On parle aussi de mot-valise. On en connait beaucoup. Pas la peine de revenir sur le courriel, le franglais ou l’alicament, dont on a parlé plus haut. On peut les construire soi-même. Là aussi, c’est facile. Il suffit de prendre deux mots avec leur sens propre et de les fusionner. 

Gardons la même base que précédemment. On veut dire que tel écrivain est un écrivain moitié humain, moitié artificiel, et voilà l’écriviciel ! L’écrivain ou le rédacteur dont les textes sont bien pensés par lui, mais dont la formulation est plus ou moins faite par une Intelligence Artificielle.

Néologisme onomatopéique

C’est le néologisme fondé sur une onomatopée.  C’est-à-dire un mot qui reproduit un son ou un bruit. Il y en a plein ! Avec écrivain, qu’est-ce que ça peut donner ? Difficile de garder la base telle quelle. Mais, tapotain ou tapoteur rend assez bien la chose. 

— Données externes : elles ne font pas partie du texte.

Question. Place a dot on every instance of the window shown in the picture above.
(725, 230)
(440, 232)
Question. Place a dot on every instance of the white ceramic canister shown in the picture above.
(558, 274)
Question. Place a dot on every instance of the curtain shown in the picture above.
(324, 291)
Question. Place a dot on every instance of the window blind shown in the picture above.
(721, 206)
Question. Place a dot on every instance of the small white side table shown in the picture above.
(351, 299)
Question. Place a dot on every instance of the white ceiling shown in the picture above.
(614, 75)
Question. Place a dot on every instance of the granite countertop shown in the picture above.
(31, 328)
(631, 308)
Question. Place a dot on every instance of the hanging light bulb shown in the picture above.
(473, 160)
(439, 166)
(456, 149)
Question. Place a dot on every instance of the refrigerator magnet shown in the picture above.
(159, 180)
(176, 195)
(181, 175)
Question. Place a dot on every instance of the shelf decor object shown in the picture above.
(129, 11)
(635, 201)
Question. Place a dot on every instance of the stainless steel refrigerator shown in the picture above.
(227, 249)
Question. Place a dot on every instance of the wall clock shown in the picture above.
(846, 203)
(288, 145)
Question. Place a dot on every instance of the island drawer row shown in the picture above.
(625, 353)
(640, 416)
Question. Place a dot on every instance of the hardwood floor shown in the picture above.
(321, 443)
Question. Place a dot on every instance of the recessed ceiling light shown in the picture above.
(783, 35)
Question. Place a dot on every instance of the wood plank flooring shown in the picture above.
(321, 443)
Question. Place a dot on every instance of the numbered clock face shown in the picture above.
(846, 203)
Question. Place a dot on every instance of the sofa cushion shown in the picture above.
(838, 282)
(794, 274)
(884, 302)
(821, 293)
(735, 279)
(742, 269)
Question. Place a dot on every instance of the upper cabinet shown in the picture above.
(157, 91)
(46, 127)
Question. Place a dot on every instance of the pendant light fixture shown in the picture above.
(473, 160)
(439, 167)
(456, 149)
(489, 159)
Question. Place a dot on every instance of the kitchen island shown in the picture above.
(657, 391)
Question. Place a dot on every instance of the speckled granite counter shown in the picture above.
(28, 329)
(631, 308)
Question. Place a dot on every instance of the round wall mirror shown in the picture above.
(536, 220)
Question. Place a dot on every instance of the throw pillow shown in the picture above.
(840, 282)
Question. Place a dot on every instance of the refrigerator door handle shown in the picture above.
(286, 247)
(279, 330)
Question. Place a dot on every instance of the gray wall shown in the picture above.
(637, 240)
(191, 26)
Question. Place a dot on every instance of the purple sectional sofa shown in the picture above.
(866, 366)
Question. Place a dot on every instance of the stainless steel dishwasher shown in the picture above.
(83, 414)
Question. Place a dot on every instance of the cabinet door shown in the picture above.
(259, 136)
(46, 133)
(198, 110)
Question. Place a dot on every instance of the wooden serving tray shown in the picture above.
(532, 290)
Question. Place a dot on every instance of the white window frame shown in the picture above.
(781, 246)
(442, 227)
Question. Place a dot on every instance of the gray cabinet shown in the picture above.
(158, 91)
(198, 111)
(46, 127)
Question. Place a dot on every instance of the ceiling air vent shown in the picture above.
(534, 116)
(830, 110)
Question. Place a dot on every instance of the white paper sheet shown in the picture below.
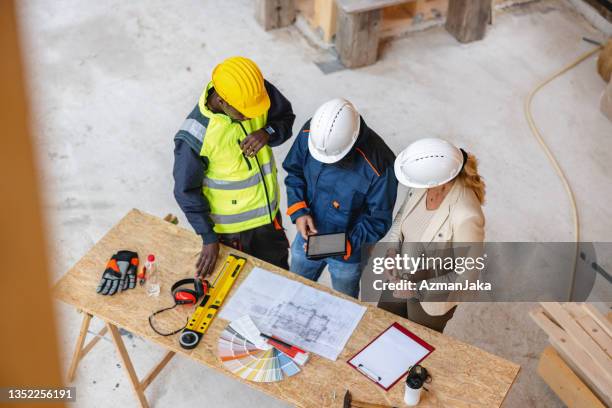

Le néologisme, un facteur stylistique et de temps en temps, une figure de style

Le néologisme est-il une figure de style ? Telle était la question posée au début de ce post. La réponse est sans ambiguïté. Un néologisme est avant tout un facteur stylistique, mais suivant son mode de construction, ce peut être aussi une figure de style.

Et dans ce cas, il apporte une évidente touche d’originalité à un texte. Et à la suite de Rabelais, le maître en la matière, des auteurs comme Boris Vian, mais aussi comme Jean Giono, Henri Troyat, Blaise Cendrars, pour ne citer que ceux-là, ne s’y sont pas trompés.